Slow progress with forklift upgrade
Git, the popular distributed software version control system, is taking the first tentative steps in what promises to be a tricky migration between the aging SHA-1 hashing algorithm and a more secure alternative.
Reliance on SHA-1 has been baked into how Git works since its creation by Linus Torvalds way back in 2005 as a system to track changes in source code for the Linux kernel.
The hashing algorithm is used mainly for identification of a changeset related to different software builds.
Git uses SHA-1 to identify revisions and guard against accidental corruption, rather than as a cryptographic or security function, another application of hashing technology.
Hashing functions take an input and process it to give a fixed size hash value or message digest. Security researchers at CWI Amsterdam and Google first demonstrated in 2017 that it was possible for two different files to give the same SHA-1 hash – known as a “collision”.
Exploits based on this shortcoming have been refined over the three years, to the point where other researchers recently demonstrated a way to append data to two existing documents in such a way that they return the same SHA-1 hash. This is known as a “chosen-prefix collision”.
Because of the heavy number crunching needed to generate a chosen-prefix collision, each instance costs around $45,000 to compute, but this figure is only going to decrease over time.
Advances mean the SHA-1 hashing protocol is potential susceptible to types of attacks long possible against the earlier MD5 hashing protocol.
The writing has been on the wall for SHA-1 for some time. Web browser vendors such as Mozilla dropped support for SHA-1 SSL certificates back in 2017.
Git is following suit with plans to upgrade to SHA-256 throughout the repository.
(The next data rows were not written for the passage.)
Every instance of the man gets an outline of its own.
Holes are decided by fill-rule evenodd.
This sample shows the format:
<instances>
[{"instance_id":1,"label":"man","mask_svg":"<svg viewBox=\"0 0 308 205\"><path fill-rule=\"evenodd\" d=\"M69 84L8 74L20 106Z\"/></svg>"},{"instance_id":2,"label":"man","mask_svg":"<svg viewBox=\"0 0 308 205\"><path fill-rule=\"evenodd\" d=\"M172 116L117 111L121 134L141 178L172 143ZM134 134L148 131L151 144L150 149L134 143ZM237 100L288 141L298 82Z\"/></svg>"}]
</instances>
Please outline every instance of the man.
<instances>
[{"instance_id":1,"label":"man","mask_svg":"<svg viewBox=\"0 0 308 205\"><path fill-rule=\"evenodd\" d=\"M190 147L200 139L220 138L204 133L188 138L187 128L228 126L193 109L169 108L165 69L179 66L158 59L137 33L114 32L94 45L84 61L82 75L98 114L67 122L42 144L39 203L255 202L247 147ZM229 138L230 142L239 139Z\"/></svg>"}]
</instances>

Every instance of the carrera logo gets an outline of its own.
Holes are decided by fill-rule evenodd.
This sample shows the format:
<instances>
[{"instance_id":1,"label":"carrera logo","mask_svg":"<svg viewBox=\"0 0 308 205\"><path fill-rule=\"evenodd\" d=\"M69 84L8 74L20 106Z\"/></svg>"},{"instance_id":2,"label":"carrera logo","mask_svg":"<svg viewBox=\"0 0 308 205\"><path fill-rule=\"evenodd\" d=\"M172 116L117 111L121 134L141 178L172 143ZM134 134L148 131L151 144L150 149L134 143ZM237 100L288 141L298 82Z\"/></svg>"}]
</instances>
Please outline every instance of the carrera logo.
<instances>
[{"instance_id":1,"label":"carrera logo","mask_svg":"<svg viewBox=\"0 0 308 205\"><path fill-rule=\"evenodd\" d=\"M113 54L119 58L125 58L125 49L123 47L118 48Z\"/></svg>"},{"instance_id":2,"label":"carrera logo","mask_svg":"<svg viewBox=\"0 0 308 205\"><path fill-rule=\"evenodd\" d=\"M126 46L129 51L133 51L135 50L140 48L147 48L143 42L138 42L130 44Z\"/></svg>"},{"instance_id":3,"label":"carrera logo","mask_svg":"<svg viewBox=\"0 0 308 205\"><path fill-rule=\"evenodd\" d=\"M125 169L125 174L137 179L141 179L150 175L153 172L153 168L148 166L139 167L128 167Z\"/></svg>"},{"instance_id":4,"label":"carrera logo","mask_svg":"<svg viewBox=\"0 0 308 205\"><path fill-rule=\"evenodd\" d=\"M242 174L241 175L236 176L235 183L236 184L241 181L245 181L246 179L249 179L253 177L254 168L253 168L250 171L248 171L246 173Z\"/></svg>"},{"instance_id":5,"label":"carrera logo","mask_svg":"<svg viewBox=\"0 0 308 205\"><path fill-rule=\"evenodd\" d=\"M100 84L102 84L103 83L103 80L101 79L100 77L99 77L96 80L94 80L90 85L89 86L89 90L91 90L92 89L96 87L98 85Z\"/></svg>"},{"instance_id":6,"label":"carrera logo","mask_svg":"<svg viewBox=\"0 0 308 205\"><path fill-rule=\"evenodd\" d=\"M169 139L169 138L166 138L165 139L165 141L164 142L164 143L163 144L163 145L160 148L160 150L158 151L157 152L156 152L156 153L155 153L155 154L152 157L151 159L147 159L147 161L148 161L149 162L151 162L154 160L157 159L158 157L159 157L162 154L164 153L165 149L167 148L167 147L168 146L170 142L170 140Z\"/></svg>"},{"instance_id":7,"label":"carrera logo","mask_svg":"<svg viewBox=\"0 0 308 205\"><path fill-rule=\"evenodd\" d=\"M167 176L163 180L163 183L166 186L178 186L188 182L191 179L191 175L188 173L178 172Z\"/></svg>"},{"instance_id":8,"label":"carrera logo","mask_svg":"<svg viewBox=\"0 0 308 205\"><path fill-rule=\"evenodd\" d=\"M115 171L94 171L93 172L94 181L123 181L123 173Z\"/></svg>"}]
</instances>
The move, which is far from straightforward, safeguards against the potential risk of hard-to-detect tampering.
Hashing is not the only security mechanism in play on Git, so even though the upgrade to SHA-256 is desirable, it is far from essential.
The long-planned upgrade is tricky because it involves a change in a core component of the system while maintaining backwards compatibility with existing software repositories.
The broad plan, first outline three years ago, was fleshed out through a posting last month by Git developer Brian Carlson, who described the proposed SHA-256 implementation and inviting comment from other experts on transition code.
This code is at an alpha stage of development and not yet ready to apply to working repositories.
An analysis by Jonathan Corbet of Linux and free software news site LWN.net outlines the situation:
SHA‑1 is now considered to be broken and, despite the fact that it does not yet seem to be so broken that it could be used to compromise Git repositories, users are increasingly worried about its security.
The good news is that work on moving Git past SHA‑1 has been underway for some time and is slowly coming to fruition; there is a version of the code that can be looked at now.
Moving to a stronger hash is a tricky migration because, as Corbet outlines, in the early days of Git, Torvalds was “unconcerned about the possibility of SHA‑1 being broken”.
“As a result, he never designed in the ability to switch to a different hash; SHA‑1 is fundamental to how Git operates,” Corbet said.